# NC Shelter will gass all animals 12/22 please resuce or adopt



## Betttie (Jun 11, 2008)

If you can save a life. What a horrible thing to do to kill animals at any time but the week of Christmas !!


http://itsrainingcatsdogsglixman.blogspot.com/2008/12/december-20-2008-animals-will-all-be_20.html


----------



## zimandtakandgrrandmimi (May 8, 2008)

....and on my birthday too...

What a lovely state I live in..


----------



## Betttie (Jun 11, 2008)

I know it is very sad.

Happy Birthday and Merry Christmas.

There are people working in the state to stop the use of gas chambers in the shelters. I posted a couple links on my blog.
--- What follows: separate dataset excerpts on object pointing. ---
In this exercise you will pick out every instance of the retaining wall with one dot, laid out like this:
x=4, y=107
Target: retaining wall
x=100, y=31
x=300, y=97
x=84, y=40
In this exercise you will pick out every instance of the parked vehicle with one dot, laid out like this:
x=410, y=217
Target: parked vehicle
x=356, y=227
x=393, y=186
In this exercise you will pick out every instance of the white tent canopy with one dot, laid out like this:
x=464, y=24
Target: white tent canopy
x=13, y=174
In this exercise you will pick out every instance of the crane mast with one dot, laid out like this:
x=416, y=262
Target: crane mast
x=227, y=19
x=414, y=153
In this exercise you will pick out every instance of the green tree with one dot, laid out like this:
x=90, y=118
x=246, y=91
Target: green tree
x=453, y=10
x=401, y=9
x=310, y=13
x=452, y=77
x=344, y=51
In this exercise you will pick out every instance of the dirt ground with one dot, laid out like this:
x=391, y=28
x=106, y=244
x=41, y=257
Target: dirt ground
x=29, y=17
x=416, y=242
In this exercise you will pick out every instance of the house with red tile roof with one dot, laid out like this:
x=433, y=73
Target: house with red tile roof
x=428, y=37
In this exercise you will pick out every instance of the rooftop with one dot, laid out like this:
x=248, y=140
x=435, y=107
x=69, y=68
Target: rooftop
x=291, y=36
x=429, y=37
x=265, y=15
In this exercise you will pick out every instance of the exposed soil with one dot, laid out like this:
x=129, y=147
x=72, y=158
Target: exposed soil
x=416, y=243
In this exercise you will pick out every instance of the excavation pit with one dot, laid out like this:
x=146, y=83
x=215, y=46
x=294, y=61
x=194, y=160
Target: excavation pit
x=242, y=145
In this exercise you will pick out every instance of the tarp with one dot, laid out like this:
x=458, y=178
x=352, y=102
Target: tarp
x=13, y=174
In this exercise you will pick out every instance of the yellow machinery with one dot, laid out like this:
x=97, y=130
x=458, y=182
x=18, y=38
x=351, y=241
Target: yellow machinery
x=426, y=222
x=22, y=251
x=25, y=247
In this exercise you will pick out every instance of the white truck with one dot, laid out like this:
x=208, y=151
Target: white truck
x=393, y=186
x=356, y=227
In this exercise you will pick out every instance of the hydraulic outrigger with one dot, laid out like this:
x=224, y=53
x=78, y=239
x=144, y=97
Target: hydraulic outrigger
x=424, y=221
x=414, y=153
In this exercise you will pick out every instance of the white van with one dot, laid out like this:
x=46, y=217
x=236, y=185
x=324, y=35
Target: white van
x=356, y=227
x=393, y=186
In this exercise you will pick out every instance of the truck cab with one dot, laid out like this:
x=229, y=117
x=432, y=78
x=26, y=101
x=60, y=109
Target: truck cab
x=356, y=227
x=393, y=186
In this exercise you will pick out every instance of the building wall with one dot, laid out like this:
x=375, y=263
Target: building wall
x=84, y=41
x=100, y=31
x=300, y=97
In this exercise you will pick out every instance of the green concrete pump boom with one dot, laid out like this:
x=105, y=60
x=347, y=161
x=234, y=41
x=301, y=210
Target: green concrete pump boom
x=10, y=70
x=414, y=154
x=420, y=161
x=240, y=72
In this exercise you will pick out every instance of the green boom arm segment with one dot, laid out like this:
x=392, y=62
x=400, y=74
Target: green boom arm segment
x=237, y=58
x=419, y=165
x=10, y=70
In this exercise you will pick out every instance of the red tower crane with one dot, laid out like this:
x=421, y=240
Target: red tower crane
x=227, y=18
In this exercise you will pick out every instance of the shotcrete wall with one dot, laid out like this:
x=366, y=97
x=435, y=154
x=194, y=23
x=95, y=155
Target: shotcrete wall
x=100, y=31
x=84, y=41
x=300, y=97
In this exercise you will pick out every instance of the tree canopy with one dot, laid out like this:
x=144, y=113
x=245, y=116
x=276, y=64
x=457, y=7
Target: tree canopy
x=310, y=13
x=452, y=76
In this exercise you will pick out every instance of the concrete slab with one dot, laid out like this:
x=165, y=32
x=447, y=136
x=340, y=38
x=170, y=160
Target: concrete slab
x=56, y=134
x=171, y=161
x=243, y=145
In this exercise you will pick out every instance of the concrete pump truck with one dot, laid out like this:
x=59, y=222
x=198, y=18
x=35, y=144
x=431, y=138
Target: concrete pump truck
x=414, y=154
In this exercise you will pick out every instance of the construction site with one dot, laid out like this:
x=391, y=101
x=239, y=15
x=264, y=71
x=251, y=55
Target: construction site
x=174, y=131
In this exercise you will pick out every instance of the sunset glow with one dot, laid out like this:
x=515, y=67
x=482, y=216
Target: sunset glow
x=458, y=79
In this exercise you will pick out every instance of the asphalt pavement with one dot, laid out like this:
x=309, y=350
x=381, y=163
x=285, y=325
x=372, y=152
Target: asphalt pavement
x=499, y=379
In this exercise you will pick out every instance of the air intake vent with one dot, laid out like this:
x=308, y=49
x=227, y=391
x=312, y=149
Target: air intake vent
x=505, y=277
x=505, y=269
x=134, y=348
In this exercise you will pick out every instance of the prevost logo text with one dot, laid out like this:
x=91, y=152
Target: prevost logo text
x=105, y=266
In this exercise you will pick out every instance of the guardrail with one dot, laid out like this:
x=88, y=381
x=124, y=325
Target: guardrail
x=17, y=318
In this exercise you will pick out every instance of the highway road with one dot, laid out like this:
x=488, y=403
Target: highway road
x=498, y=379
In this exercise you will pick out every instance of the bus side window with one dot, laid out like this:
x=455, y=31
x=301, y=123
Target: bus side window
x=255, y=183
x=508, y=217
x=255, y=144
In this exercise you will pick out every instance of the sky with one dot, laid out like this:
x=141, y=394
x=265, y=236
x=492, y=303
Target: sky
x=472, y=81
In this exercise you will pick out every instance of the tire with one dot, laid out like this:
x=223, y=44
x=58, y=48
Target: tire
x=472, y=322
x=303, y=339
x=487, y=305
I really hope the rescue groups in NC save the animals at this pound. Usually this time of year people's hearts open more. With the down turn in the economy I hope peoples' hearts still are open. Many of these dogs could be former loved pets. Can you imagine a beloved pets being gassed. It is beyond heartbreaking. people think gassing means going to sleep. Gassing is not painless. The animals suffer. I hope NC will stop gassing and soon.


----------



## 5 s corral (Dec 31, 2007)

how sad 

jamie


----------



## Inga (Jun 16, 2007)

It is a horrid way to go and it is fear and pain as they are shoved into large boxes in large groups. Very sad. I hope it will stop.


----------



## lizalots (Aug 29, 2008)

That makes me sick. Really, really sick.


----------



## Betttie (Jun 11, 2008)

Yes it is horrible. There is some good news. Read the update on the link if you'd like. I am not sure how many animals were rescued or adopted. I listed some.
It is sad for the ones who didn't make it but at least some did.
Spay and neuter is so important. Please support your local rescues and spay neuter programs.

The link has animals from Robeson and Clayton who were rescued. I had a computer glitch and the indidvidual posts for each of these shelters merged. I can't figure out the html problem.


----------